IBBI Introduces Four New Online Forms To Streamline Liquidation Reporting
Pranav B Prem
The Insolvency and Bankruptcy Board of India (IBBI) has introduced a simplified and technology-driven framework for reporting liquidation-related information by insolvency professionals. Through a circular issued on January 5, 2026, the Board has notified four revised online forms to track a corporate debtor’s liquidation process from commencement to closure. The revised framework will apply with effect from January 1, 2026, and replaces the existing liquidation reporting system. The circular follows amendments notified on January 2, 2026 to the IBBI (Liquidation Process) Regulations, 2016, which mandate insolvency professionals to file liquidation forms, along with relevant records and enclosures, exclusively through the Board’s electronic platform and within the timelines prescribed for each form. All filings are required to be digitally signed or e-signed.

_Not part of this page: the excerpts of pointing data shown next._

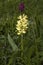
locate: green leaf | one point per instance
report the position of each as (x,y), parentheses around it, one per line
(12,43)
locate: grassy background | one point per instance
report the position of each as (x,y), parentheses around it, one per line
(9,11)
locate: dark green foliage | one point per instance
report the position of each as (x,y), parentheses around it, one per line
(32,40)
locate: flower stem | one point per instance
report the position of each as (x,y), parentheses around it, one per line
(21,45)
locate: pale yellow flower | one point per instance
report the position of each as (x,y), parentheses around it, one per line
(22,24)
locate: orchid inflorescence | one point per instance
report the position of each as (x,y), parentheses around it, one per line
(22,24)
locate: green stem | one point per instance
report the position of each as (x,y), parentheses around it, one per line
(21,45)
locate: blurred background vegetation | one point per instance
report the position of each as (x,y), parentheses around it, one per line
(32,40)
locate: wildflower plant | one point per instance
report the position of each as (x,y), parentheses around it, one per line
(22,24)
(21,28)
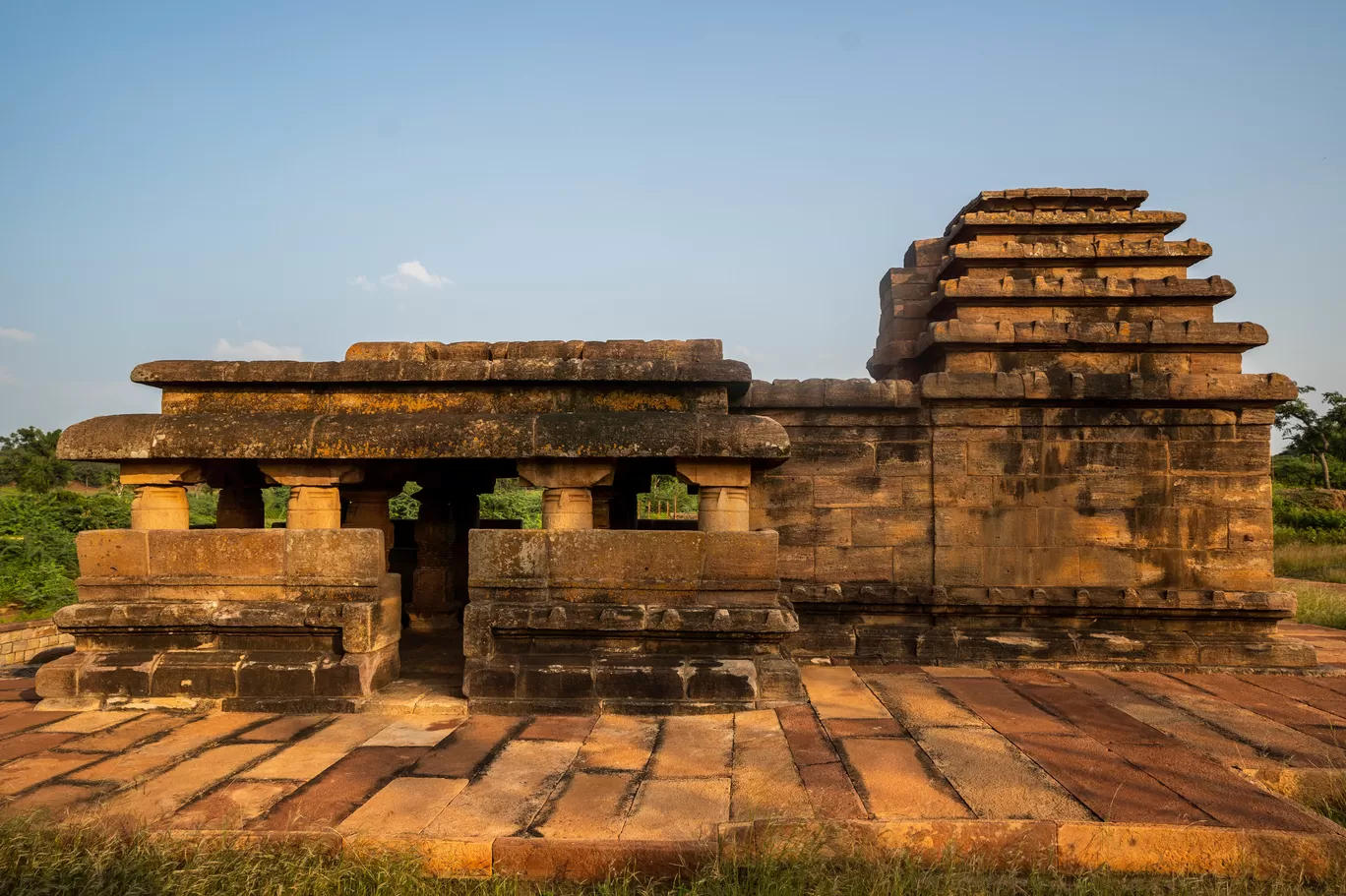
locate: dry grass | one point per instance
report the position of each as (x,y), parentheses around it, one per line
(1320,606)
(1316,563)
(43,862)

IBBI stated that the revised forms have been designed to reduce compliance burden by eliminating duplication of information, rationalising data requirements, and leveraging auto-population of data already available on the portal. Instead of repeating the same information at every stage of liquidation, insolvency professionals will now be required to report only stage-specific and relevant details as the process progresses.
The first form under the new framework, Form LIQ-1, is required to be filed at the commencement of liquidation. It captures basic details of the corporate debtor and confirms that the public announcement under the Liquidation Regulations has been made. This form must be filed on or before the 10th day of the month following the month in which the public announcement is issued.

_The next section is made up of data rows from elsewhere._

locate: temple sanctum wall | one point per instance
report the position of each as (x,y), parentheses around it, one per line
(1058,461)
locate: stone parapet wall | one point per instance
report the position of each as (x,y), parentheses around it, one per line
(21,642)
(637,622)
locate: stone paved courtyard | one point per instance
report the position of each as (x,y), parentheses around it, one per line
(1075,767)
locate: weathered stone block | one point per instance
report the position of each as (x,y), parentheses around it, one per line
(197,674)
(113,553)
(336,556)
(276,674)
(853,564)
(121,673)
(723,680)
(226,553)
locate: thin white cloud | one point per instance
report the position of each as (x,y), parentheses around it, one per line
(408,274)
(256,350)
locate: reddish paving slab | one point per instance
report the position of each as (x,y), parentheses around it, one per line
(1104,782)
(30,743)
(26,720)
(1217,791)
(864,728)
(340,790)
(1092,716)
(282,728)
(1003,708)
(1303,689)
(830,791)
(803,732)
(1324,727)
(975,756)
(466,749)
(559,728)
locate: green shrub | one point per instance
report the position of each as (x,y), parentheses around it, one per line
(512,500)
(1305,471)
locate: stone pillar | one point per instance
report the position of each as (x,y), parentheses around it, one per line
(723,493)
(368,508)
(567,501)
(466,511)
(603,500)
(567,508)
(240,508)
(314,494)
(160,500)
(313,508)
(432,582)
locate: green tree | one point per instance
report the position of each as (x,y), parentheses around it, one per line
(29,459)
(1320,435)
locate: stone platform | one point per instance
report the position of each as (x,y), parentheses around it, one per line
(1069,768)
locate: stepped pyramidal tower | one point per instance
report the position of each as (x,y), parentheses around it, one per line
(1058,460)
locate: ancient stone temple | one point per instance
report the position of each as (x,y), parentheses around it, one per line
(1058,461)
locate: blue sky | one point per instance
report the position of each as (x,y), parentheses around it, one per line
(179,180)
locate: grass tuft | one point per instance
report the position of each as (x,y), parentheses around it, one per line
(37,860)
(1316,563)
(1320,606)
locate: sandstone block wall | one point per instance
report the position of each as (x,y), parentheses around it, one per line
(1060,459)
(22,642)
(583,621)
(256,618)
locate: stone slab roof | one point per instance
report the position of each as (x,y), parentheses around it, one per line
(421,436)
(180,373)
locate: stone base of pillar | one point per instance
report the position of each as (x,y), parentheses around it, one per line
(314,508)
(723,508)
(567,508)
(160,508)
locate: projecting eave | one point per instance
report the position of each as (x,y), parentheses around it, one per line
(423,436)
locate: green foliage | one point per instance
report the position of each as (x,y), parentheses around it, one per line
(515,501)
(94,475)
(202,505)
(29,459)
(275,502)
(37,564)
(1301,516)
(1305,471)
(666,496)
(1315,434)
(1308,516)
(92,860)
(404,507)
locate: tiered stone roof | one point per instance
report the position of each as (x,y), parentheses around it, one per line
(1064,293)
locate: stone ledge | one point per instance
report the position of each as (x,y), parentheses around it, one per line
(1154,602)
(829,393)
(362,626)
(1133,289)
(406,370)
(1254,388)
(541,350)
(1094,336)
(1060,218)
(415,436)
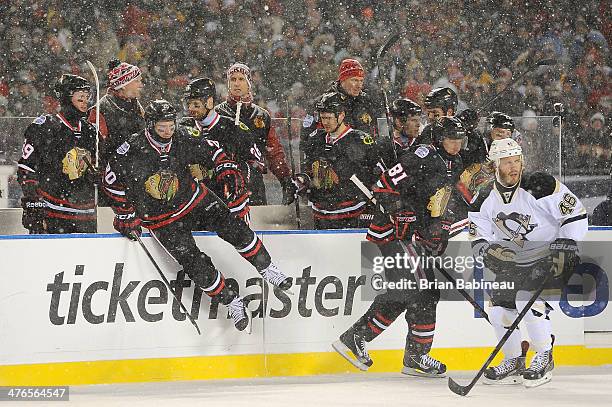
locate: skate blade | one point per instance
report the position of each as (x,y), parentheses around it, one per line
(409,371)
(345,352)
(530,384)
(507,381)
(249,327)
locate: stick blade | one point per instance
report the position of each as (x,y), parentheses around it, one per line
(457,388)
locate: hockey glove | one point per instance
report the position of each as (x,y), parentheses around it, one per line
(128,225)
(402,222)
(498,259)
(564,257)
(231,180)
(289,191)
(435,238)
(33,217)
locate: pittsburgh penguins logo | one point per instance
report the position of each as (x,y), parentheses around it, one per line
(516,226)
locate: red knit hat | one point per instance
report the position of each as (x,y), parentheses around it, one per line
(350,68)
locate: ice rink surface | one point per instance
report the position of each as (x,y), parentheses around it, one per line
(570,387)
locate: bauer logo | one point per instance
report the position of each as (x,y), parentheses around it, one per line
(72,300)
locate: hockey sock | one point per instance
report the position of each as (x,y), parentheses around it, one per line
(501,318)
(539,327)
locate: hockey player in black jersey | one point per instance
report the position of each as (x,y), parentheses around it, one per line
(56,169)
(150,184)
(237,141)
(331,155)
(414,193)
(406,116)
(440,102)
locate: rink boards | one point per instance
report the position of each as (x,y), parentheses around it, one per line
(92,309)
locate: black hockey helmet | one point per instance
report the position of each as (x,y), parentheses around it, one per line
(448,127)
(201,88)
(403,107)
(332,102)
(469,118)
(67,85)
(159,110)
(499,120)
(444,98)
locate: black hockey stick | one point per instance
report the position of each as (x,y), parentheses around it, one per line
(381,52)
(542,62)
(292,162)
(464,390)
(445,273)
(150,256)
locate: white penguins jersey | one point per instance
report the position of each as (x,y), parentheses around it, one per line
(527,218)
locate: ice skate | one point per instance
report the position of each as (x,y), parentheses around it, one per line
(277,278)
(352,347)
(241,315)
(423,366)
(509,371)
(540,369)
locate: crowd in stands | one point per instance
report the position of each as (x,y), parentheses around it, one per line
(294,48)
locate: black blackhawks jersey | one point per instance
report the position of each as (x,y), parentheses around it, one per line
(330,162)
(418,186)
(57,165)
(154,180)
(237,141)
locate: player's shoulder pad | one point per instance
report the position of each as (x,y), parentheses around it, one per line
(422,151)
(540,185)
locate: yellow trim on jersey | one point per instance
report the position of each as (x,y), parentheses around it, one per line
(249,366)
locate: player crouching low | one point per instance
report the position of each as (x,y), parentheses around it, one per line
(525,227)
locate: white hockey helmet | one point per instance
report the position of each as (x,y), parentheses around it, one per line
(507,147)
(501,149)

The second form, Form LIQ-2, is a periodic filing intended to apprise the adjudicating authority and the Board of the quarterly progress of the liquidation process. It includes information relating to valuation, realisation of assets, progress of sales, receipts and payments, status of avoidance applications, and meetings of the Stakeholders’ Consultation Committee. This form must be filed on or before the 10th day of the month following submission of the progress report to the adjudicating authority. While the revised framework applies from January 1, 2026, Form LIQ-2 will be made available on the IBBI portal from February 1, 2026.
Form LIQ-3 is required to be filed when the liquidator applies for dissolution of the corporate debtor or closure of the liquidation process. This form covers the period from the last progress report up to the filing of the dissolution or closure application and includes details of realisation, distribution of proceeds, unclaimed amounts, and receipts and payments. It must be filed by the 10th day of the month following submission of the application to the adjudicating authority.

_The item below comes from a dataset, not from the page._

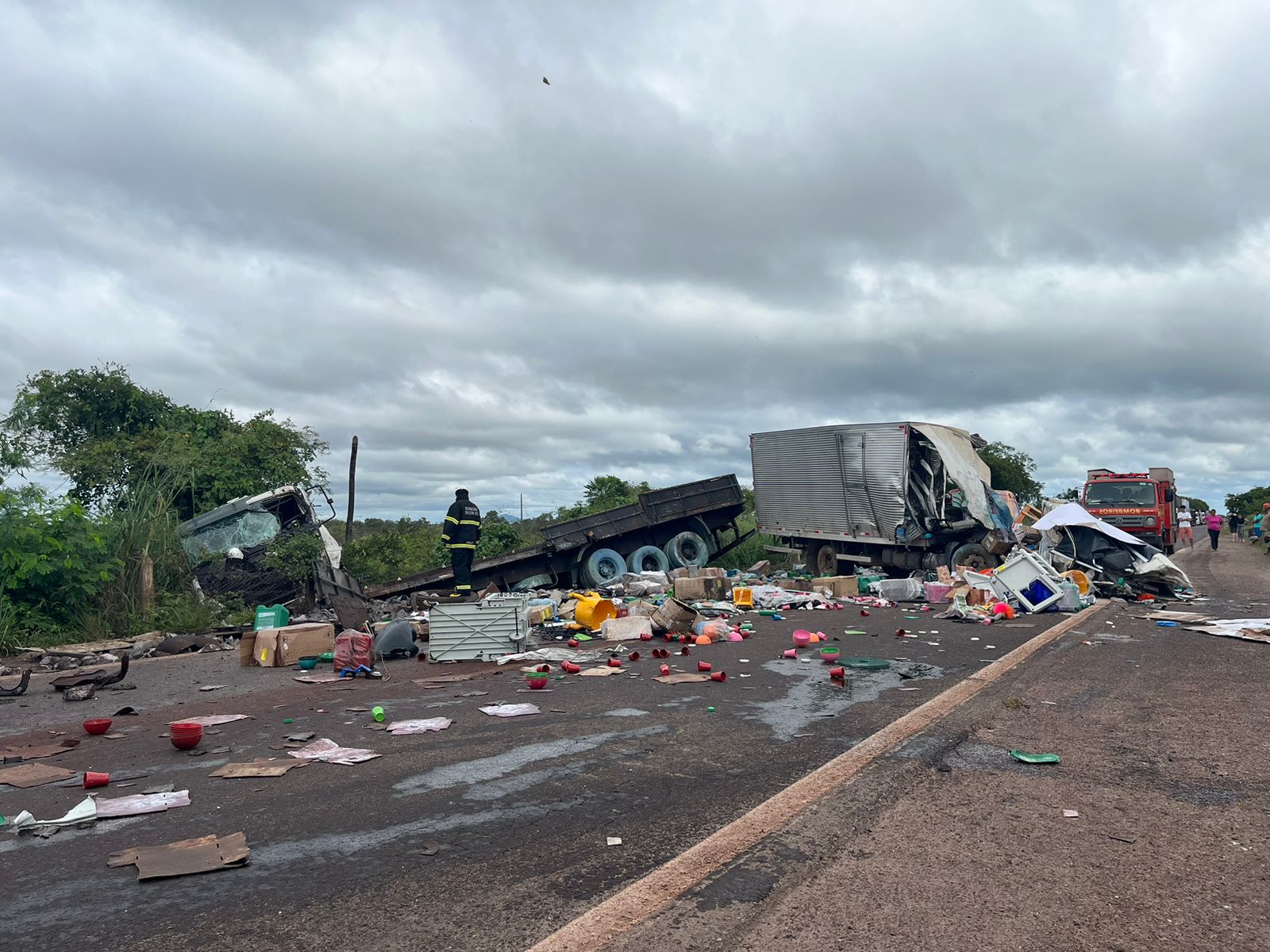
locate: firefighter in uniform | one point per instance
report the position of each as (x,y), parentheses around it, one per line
(461,532)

The final form, Form LIQ-4, is to be filed after the adjudicating authority passes an order for dissolution or closure of the liquidation process. This form captures post-order details such as final distributions and receipts and payments, and must be filed within seven days of the dissolution or closure order.
IBBI clarified that all revised forms, except LIQ-2, are available on the Board’s website from January 1, 2026, and that the existing liquidation forms stand discontinued from that date. All filings must be made only through the revised forms by the insolvency professional who is in office as liquidator as on the last date of the month preceding the due date.
To facilitate a smooth transition, the Board has provided that no penalty will be levied for delayed filing of liquidation forms during the initial quarter from January to March 2026. The regulator has also introduced a form-modification utility on its electronic platform, enabling insolvency professionals to correct errors or omissions in submitted forms through an OTP-based authentication process. No fee will be charged if a form is filed and modified before the due date.
At the same time, IBBI has clarified that insolvency professionals will continue to be responsible for compliance under the Code and the regulations. Failure to file forms, or filing inaccurate or incomplete information, will attract liability under the Insolvency and Bankruptcy Code, 2016. The Board stated that the revised framework is expected to significantly reduce time and effort required for compliance while ensuring that essential liquidation-related information continues to be reported in a timely and structured manner, thereby improving regulatory oversight of liquidation proceedings.